Posted by Sarah Leichty
According to the article, data tidying is the process of “structuring datasets to facilitate analysis”(Wickham). This relates to our class discussions, since we have been practicing techniques with SQL in order to quickly pull information from a dataset. The class as a whole is centered around learning how to handle data in a logical way that leads to fruitful data analysis and organization instead of getting lost in piles of numbers. Finding a way to place data in easily organized tables is a common tie between this article and the AGRON 590 course. We’ve talked about Codd’s 3rd normal form in class and tidy data follows this form. In the article, tidy data is categorized as a table in which: 1. Each variable forms a column. 2. Each observation forms a row. 3. Each type of observational unit forms a table (Wickham) Thus, our classwork on relational databases ties in nicely with the framework of tidy datasets. Another concept we have discussed in class which pops up here is the mention of not putting multiple values in a single column to make the data analysis part of the process less of a hassle.

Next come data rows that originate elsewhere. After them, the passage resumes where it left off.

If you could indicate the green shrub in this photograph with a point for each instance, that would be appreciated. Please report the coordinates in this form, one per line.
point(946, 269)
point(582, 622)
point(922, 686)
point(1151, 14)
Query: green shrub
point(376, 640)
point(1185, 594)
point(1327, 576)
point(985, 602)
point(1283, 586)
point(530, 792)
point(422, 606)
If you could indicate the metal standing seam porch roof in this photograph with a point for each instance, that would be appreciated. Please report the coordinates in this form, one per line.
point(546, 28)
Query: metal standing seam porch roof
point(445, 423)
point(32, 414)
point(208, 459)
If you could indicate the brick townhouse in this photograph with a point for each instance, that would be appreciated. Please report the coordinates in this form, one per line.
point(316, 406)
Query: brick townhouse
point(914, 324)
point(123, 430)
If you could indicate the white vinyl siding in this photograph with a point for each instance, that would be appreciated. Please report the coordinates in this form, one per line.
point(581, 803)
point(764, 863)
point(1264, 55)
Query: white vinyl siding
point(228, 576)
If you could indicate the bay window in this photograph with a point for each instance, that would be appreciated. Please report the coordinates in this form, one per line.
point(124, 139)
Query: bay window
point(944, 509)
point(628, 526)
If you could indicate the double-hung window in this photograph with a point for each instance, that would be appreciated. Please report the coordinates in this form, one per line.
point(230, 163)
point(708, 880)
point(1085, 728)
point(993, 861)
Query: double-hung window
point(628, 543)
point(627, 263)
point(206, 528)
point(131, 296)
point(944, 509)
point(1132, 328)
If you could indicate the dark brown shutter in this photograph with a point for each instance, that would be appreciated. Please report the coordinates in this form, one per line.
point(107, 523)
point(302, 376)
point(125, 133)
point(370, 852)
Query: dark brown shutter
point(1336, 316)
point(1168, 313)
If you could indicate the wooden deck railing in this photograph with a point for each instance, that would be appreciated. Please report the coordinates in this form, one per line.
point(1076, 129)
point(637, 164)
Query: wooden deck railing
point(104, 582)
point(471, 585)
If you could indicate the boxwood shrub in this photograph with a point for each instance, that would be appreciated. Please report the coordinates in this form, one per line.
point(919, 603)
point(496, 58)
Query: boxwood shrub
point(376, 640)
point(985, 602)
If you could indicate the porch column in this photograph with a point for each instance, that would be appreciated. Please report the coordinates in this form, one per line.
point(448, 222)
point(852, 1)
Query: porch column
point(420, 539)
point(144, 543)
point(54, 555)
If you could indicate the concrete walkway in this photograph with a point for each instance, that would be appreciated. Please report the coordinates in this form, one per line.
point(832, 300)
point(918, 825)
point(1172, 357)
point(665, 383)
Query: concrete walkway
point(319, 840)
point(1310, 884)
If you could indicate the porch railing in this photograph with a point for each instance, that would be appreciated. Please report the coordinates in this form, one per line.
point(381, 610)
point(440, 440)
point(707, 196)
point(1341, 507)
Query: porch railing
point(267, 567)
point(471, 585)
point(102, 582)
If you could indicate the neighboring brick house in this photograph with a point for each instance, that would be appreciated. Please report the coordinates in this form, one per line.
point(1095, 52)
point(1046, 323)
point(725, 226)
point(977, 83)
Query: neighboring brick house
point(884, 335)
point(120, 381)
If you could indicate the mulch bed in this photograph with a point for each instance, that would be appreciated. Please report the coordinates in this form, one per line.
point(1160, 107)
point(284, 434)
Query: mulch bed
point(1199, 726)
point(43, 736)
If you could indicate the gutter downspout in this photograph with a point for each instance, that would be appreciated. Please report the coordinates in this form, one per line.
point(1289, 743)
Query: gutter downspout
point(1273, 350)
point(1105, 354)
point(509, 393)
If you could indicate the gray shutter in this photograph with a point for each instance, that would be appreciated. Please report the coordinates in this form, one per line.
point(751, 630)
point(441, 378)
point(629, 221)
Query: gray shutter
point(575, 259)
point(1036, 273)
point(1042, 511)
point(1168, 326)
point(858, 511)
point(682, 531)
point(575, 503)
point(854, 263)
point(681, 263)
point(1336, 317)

The benefits of keeping data tidy are that a tidy dataset can be used as an input and return an output that in turn can be used as an input for another analysis. Also, variables are stored in “a consistent, explicit manner” (Wickman). Tidy data are also more easily manipulated by tools that are attuned to working with tidy data. Due to a plethora or tools, even multidimensionla arrays will be able to be made more efficient with tidy data structures. Also, a benefit of tidy datasets is the simple set of tools needed “todeal with a wide range of un-tidy datasets” (Wickham).
The drawbacks to tidy data are that tidy data is only useful if there are tidy data tools that improve workflow. Otherwise, organizing the data in this way would not be worthwhile if it didn’t help with the analysis process.